The Perfect Content Curation Tool?

Maybe I’m just lazy. Maybe I’m overly ambitious. Maybe a little bit of both. All I know is… blogging as much as I would like to is a freakin’ lot of work!

I do write original stuff sometimes – and some pretty good stuff at that, I think. I’m also a decent curator of content. For example, Linked Intelligence has grown into the definitive unofficial source for all things LinkedIn.

But being a good curator is tedious and time-consuming. And a lot of the reason for that has to do with a sub-optimal workflow. At the moment I’ve cobbled together several tools, each to handle a little piece of the flow, but I’m really not happy with what I’ve got. And what I really want seems so simple and so obvious, I find it unfathomable that nobody really seems to have built this yet. If someone has, please tell me, because I’ll buy it, I’ll review it, and I’ll tell everyone else how great it is!

What I want is a single tool to:

  1. Find interesting content to share.
  2. Facilitate either sharing it directly or blogging and then sharing.

Wow – does that really seem so difficult?

Let’s get into the specifics of what that means:

  1. Let’s start with an RSS reader.
  2. Then let me combine feeds and filter them by keyword, author, tag, date, etc.
  3. Then let me 1-click share, yet contextualize it for each channel, all in one interface, e.g.:
    • Shorter comment and a link on Twitter, LinkedIn; longer comment and a link (and selectable image thumb) on Facebook; longer comment and a selectable excerpt and link on
    • Refer to the author with their Twitter handle on Twitter, by name on Facebook and LinkedIn, and by their name, linked to their blog, in a blog post
    • If I blog it, give me the option to share my blog post, rather than the direct link, to the other social media channels

I don’t want to completely auto-blog. I believe in the value of human review and commentary. I just want to make the workflow a LOT more efficient. Let me define a narrow set of rules to give me a manageable short list of content to review, that’s likely to have high quality. Queue that up so it’s as close as possible to being ready to publish. Let me review it and modify it – add the human touch. Then go do all the publishing.
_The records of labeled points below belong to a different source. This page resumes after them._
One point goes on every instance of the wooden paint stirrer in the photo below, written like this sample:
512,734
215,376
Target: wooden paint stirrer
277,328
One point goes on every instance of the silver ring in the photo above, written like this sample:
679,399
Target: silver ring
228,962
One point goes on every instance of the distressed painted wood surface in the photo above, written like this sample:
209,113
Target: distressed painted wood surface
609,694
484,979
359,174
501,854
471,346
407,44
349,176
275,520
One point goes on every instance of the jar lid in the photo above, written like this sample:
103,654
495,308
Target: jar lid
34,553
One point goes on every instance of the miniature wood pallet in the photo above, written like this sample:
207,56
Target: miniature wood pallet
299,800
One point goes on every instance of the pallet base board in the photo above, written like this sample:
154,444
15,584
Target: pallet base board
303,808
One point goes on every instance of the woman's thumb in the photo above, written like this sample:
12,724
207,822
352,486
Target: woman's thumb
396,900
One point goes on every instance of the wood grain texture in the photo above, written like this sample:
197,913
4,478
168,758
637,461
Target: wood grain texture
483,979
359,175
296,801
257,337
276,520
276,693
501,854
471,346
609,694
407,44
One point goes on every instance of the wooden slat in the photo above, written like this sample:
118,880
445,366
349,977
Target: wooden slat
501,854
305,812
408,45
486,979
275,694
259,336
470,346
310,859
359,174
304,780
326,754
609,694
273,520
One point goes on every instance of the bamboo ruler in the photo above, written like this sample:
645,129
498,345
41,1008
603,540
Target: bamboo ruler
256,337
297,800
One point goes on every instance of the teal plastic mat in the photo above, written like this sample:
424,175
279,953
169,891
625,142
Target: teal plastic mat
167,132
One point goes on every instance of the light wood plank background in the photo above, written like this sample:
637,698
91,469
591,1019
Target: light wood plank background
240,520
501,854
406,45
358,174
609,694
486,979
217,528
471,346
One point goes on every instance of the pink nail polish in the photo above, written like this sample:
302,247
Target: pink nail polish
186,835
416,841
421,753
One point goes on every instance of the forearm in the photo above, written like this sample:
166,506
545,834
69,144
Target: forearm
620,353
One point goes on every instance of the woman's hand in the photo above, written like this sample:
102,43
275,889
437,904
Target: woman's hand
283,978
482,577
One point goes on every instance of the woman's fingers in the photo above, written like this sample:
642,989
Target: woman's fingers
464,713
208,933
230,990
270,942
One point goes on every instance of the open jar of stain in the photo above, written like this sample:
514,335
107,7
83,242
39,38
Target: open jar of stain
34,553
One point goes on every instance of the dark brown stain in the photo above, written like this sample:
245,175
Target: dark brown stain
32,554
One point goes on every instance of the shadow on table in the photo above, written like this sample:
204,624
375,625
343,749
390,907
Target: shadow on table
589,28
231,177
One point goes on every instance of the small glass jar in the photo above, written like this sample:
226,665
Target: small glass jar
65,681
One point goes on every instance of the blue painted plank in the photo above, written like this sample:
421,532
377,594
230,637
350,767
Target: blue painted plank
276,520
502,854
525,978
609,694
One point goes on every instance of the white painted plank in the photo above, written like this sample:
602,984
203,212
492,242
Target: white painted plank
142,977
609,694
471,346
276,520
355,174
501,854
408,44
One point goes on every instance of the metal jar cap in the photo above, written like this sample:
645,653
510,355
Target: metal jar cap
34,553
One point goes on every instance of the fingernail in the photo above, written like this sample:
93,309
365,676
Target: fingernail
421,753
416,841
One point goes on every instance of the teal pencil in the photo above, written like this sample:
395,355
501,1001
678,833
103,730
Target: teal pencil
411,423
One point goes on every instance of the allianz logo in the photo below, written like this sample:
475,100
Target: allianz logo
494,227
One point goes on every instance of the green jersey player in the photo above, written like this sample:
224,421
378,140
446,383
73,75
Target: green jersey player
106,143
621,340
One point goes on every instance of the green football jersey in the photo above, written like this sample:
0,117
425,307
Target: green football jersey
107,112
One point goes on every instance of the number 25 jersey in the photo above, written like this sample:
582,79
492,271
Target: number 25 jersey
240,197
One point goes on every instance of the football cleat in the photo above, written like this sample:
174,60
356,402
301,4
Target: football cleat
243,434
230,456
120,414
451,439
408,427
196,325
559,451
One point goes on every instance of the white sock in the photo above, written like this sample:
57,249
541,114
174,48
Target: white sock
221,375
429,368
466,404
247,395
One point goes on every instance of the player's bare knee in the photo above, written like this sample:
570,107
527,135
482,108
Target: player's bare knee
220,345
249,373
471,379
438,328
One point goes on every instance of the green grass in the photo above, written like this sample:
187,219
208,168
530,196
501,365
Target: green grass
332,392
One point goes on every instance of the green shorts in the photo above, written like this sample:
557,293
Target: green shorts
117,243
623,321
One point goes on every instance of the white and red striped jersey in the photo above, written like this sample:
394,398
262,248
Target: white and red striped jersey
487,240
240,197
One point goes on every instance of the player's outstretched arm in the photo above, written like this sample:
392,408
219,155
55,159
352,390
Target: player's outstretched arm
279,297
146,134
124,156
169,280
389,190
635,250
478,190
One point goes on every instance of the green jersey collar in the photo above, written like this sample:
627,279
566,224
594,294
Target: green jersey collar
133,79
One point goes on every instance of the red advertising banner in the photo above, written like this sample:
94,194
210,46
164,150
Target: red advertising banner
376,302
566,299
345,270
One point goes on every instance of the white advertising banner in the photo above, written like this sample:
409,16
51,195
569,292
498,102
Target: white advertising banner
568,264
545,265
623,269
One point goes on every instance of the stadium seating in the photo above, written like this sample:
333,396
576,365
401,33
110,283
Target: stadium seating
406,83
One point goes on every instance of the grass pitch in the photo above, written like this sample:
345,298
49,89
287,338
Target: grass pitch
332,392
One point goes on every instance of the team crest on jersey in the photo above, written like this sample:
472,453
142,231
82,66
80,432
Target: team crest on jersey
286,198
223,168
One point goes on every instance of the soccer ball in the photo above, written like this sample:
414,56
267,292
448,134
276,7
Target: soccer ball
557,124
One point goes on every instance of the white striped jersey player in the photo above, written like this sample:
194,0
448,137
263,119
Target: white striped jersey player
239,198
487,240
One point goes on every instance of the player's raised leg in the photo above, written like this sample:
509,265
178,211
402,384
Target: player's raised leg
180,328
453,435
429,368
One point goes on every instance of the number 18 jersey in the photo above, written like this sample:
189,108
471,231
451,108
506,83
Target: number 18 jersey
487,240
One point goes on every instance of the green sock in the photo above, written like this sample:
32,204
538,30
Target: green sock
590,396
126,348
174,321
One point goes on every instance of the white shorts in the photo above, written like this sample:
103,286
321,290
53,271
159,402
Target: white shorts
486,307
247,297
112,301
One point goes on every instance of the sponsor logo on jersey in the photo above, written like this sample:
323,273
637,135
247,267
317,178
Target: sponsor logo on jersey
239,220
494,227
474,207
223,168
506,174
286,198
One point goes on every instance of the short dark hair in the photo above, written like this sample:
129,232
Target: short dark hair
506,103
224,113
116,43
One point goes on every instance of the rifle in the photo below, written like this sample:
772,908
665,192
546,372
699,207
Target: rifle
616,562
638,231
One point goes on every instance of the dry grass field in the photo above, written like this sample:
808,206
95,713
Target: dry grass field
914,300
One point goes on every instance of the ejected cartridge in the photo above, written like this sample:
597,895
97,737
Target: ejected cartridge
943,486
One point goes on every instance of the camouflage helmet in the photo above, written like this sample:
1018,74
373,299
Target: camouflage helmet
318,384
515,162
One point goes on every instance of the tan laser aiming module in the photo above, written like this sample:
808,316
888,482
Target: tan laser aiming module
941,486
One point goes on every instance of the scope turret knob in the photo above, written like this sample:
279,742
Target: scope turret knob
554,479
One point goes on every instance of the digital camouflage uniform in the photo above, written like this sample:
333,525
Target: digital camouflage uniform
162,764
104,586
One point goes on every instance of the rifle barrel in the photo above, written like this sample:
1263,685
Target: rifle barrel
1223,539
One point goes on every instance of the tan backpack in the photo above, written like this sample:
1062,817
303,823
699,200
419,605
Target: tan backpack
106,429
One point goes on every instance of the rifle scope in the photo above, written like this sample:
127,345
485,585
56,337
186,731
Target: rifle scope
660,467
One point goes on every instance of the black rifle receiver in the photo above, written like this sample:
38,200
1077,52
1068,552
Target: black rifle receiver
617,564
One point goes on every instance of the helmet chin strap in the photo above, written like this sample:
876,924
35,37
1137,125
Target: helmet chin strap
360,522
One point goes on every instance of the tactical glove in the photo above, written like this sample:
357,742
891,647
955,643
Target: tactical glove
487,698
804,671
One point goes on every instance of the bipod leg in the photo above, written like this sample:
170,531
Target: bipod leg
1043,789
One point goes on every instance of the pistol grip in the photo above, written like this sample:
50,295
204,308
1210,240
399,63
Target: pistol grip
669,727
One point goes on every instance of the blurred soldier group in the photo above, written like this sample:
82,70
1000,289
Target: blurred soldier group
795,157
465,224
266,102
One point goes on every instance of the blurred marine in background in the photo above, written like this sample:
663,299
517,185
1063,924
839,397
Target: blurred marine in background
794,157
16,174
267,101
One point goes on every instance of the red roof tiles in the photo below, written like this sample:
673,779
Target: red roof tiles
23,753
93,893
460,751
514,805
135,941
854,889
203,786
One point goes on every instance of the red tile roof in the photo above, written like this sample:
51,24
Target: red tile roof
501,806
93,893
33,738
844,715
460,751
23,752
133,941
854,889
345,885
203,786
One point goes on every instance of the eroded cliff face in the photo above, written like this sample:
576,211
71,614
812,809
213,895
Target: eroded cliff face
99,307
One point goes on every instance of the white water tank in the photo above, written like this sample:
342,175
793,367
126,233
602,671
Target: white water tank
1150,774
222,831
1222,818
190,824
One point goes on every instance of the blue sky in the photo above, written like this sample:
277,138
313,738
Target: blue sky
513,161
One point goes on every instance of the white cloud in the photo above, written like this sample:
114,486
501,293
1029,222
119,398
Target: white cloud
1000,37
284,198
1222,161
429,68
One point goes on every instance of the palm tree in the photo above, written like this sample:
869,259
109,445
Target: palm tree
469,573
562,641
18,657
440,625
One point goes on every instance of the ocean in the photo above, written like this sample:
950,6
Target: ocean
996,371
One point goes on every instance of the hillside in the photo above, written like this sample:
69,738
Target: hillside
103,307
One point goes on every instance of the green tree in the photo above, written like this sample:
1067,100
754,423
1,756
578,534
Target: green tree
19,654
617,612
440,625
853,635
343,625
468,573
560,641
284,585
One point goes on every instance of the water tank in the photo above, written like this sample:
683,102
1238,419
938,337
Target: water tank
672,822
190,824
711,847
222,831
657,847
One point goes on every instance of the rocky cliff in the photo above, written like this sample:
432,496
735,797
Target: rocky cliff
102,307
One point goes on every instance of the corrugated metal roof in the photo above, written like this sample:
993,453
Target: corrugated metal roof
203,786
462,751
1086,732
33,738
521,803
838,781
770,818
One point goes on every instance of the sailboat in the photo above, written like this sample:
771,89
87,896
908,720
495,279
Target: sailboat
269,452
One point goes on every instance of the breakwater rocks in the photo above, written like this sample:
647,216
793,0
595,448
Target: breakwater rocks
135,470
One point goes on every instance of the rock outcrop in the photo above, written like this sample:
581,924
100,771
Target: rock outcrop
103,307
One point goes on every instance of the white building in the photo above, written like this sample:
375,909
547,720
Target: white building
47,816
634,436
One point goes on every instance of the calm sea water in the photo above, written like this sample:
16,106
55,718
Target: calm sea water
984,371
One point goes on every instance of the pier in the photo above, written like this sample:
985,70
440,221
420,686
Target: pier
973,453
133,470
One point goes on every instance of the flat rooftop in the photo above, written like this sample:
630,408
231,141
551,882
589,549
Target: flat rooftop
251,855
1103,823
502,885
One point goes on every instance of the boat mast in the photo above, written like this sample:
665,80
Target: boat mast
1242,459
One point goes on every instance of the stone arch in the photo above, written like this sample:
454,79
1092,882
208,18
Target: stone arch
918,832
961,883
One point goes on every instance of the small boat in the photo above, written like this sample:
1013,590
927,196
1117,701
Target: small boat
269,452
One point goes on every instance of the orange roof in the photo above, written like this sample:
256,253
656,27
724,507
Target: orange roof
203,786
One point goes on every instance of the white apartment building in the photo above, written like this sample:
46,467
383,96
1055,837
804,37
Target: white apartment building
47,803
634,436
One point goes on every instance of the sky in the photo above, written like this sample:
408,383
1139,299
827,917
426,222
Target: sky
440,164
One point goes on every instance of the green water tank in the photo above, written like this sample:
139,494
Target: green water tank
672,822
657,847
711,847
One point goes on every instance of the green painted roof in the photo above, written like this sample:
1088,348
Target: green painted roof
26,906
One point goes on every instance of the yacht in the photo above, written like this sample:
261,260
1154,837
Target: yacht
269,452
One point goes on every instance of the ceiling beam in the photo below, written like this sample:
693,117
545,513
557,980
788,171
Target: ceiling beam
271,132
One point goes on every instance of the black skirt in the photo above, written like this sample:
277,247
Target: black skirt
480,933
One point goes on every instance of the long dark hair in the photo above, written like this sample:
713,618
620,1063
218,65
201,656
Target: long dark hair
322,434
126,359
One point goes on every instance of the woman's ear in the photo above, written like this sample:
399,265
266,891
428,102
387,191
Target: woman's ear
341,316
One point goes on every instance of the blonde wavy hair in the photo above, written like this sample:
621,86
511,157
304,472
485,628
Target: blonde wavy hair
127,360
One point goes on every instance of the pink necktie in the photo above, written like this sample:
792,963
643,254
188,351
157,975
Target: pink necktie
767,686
Is that really too much to ask? Is there a tool that can do all this? How close to this are you? And what tool(s) are you using to do this?

Images: Will Lion, catspyjamasnz

13 Comments

  1. Mat

    Hey Scott. Sounds like you might need to talk to a developer!

    I just did a quick scan for curation tools and found www.scoop.it/. It looks interesting from a research and discovery standpoint. I only played with it for minute but I might start using it to find topical content for posts.

    Good luck.

    1. Scott Allen

      Thanks for the suggestion, Mat. I played with ScoopIt for a bit today and really liked it. The curation was simple and efficient, I love the look of the output page (see www.scoop.it/t/linked-intelligence ), and you can get the output as RSS, which you could use to feed your blog, as well as other social networks.

      However, on a free account, all the links redirect to ScoopIt (your page on ScoopIt, with the individual story in a pop-up window). It’s not the best reader experience — requires 2 clicks/page loads to get to the actual story. To even think about using this for business, I think you’d pretty much HAVE to get a business account — at $79/month. I think the value is there, in terms of time savings, but it just FEELS a bit pricey… we’ll see how I feel about that after I’ve looked at some of the other tools though. 🙂

    1. Scott Allen

      Shareist sounds great — the copy on their site was speaking directly to me! Unfortunately, it’s in invitation-only beta at the moment. I’ve requested a code, so we’ll see. If either of you guys know anyone there, let me know. I’ll try nudging them on Twitter too.

  2. Chris Nadeau

    Wow! Scott I have been thinking about this all day. I decided to search twitter for Curata and found your post.

    I was coming at this from a different angle. We have hundreds of customers who don’t quite get the content marketing thing and I was looking for a solution that we could recommend to them so they could have an easier time with creation.

    Curata is way to pricey for our customers, but I will check out the others.

    An invite to shareist would be nice as well. 🙂

  3. Ian Greenleigh

    I grew frustrated with curation tools and pretty much stopped looking for a while. I’m planning on revisiting it soon for an upcoming project, but until then, there’s just too much crap out there to sort through. In other words, it’s hard to curate the curation crap.

  4. Terry Rota

    Hi Scott

    I agree with you regarding scoopit. I’ve been using it for a couple of weeks and yes it is good but I find myself using it to find the content and then I use posterous to do the curation.
    In other words I am doubling up on the work but at least scoop.it is dragging the content in to me and i can filter it.

    This shareist looks interesting, let me know how it goes.

    I’ve requested an account so if you can give them a nudge and a wink I’d appreciate it.